Dopo un decennio di interventi e misure del FMI, mentre l’istituzione finanziaria continua ad elogiare il Marocco per essere sulla buona strada verso gli obiettivi prefissati, il Paese – scrivono i due autori – continua a mostrare grandi segni di debolezza economica e sociale, aggravate dallo scoppio della pandemia da Covid-19. Infatti, “due terzi della popolazione attiva (60%) non sono coperti da alcun regime pensionistico e quasi la metà (46%) non è coperta da assicurazione sanitaria”.
La pandemia da Covid-19 ha fatto precipitare il Paese in una recessione senza precedenti, sprofondando milioni di persone in povertà assoluta, conseguenza diretta dell’assenza di un solido sistema di protezione sociale.
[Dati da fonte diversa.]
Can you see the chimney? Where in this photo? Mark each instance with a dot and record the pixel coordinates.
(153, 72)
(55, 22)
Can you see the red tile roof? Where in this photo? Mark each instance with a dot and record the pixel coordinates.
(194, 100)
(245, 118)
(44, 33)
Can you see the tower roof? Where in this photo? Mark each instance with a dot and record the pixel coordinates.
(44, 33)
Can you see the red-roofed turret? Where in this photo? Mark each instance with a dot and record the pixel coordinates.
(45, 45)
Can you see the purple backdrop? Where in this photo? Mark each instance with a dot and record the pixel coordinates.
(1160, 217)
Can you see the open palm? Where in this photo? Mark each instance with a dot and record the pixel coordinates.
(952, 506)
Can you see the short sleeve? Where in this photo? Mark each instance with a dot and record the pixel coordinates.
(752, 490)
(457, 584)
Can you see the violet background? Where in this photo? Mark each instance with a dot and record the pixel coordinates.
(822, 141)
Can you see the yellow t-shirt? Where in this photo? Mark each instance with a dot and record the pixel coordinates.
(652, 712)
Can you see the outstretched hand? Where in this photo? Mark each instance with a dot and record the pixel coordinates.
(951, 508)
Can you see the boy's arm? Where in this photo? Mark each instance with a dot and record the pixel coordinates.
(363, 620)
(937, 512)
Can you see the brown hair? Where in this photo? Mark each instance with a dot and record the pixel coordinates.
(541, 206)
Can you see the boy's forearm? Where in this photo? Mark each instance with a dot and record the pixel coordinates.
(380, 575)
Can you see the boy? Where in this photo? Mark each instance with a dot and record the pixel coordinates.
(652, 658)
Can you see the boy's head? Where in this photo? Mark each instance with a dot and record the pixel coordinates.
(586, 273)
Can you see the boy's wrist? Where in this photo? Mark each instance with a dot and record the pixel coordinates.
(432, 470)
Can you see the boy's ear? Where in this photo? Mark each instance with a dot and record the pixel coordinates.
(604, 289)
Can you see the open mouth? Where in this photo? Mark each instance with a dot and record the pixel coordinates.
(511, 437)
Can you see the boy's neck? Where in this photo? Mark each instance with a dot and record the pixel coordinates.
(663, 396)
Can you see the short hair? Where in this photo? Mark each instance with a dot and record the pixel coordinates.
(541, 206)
La crisi ha fatto emergere tutte le debolezze e criticità che questo sistema ha accumulato nel corso degli anni, spingendo le autorità marocchine a ripensarlo e a lanciare un progetto molto ambizioso per estendere la protezione sociale a tutti i cittadini.
Nel complesso, lo studio rappresenta un coraggioso tentativo di mettere in evidenza il ruolo che giocano le istituzioni finanziarie internazionali (e in particolare il Fondo Monetario Internazionale) nelle economie dei Paesi in via di sviluppo, caratterizzato da interventi e condizionalità orientati verso la stabilizzazione macroeconomica, ma senza curarsi sufficientemente delle ripercussioni negative sulle persone vulnerabili. Questo studio obbliga a fare i conti con la necessità di perseguire contemporaneamente obiettivi sia di sviluppo economico che di protezione sociale, critica la scelta delle istituzioni finanziarie internazionali come l’FMI di porsi solo il primo tipo di obiettivi – al costo di oneri insostenibili sul secondo fronte – e invita tutti a ricercare soluzioni innovative. Non a caso, le raccomandazioni finali indicano, al primo posto, la necessità di sviluppare un dibattito tra tutti gli attori delle società nella regione MENA sulla relazione tra la gestione finanziaria dei bilanci pubblici e la progettazione delle politiche sociali.